Timothy Herring and wife Alison are scouting locations for a Mr. Glanvilliers Ryanston, a movie producer. On his list of sites wanted are a castle, a church, a stone bridge, a folly, and a manor house. Timothy thinks he can fill some or all of the requests through negotiations with the eccentric Leigh-Fifields. Annabel Leigh, a young woman and ex-student of Alison's, is the chosen representative as dour Aunt Wulfilda, batty Aunt Waltruda, and benign Uncle Ordulf prove less approachable.
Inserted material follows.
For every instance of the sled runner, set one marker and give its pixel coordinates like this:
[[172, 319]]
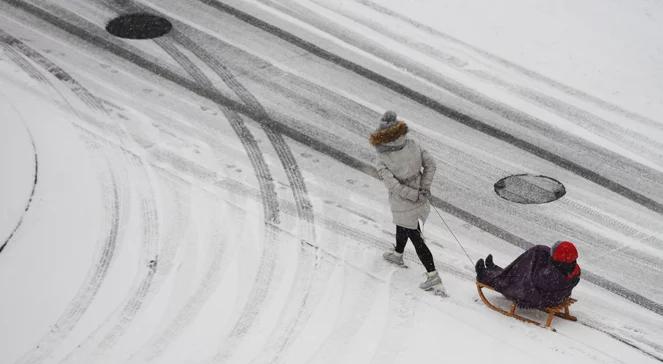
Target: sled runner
[[562, 310]]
The family also seems a bit preoccupied, as Timothy spots them carrying out a curiously abridged Black Mass and paying tribute to a plaster bust of a chap named Erik.
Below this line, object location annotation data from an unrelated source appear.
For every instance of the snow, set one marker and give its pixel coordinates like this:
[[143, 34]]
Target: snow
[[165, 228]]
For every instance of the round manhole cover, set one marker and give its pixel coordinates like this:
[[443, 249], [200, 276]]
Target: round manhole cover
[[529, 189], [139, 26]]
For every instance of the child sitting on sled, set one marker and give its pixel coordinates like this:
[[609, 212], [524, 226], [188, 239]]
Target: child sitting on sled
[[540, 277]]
Negotiations barely get underway before more strange things occur: the bricked-up entry to Castell Foel is secretly demolished; a reclining skeleton on a kitchen floor is glimpsed through a window; a borzoi goes missing; moods change and talks stall. Staying with the school headmistress, Alison's old employer Miss Pomfret-Brown, news comes in that one of the students, a girl named Jennifer Purlieu, has disappeared. As she is cousin to Annabel Leigh -- and as Annabel managed to visit the school moments before Jennifer vanished -- Timothy decides to hunt for the girl. Knowing there's a priest's hole built in to Fivefield Hall, he sets out with purpose. There is indeed a body in the hiding place, but it belongs to someone much older than Jennifer.
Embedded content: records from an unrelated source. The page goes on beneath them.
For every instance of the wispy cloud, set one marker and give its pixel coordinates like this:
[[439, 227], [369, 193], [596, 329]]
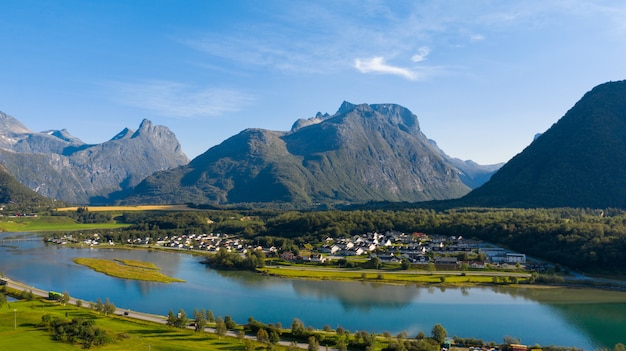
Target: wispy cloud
[[421, 55], [174, 99], [378, 65]]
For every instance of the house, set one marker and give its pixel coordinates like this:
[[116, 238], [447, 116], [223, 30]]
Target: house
[[476, 264], [511, 257], [445, 260], [288, 256], [317, 258]]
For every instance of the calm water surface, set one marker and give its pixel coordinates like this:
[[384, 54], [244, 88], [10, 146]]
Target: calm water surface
[[587, 319]]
The fifth entry involving historic building preserver Timothy Herring is a particularly weak one, despite its busyness of plot. The problem is that the plot never coheres into a compelling story, and the reader is curiously distanced from the characters and proceedings. It doesn't help that, by tale's end, much of Timothy's theorizing proves to be fanciful and groundless. What little mystery there is could be cleared up with knowledge of a couple facts. The result is not a dazzling display of misdirection but a tangle of uninteresting, unsubstantial threads.

Two other transgressions of the mystery form reside here, the latter one borderline criminal. First, Timothy and Alison spend far too much time quoting prose and verse at one another, the follower usually capping the leader's start. Most of the first chapter is given over to compartmentalizing Wodehouse's producer characters (by way of describing their own producer, Ryanston). A laborious exercise, and I'm a card-carrying P.G. Wodehouse fan myself! Second, Gladys Mitchell allows her pseudonym some very sloppy plotting: in Late and Cold (1967), readers are expected to accept that a potential weapon gets moved around by a poltergeist. Now in Shades of Darkness, a body is unearthed and, by story's end, that body is neither identified nor its presence explained. The matter isn't forgotten, it's simply shrugged off and dismissed, in a "we may never know what happened" style. Singularly unsatisfying, I'm sorry to report that Shades of Darkness can't hold a candle to Gladys Mitchell's best works.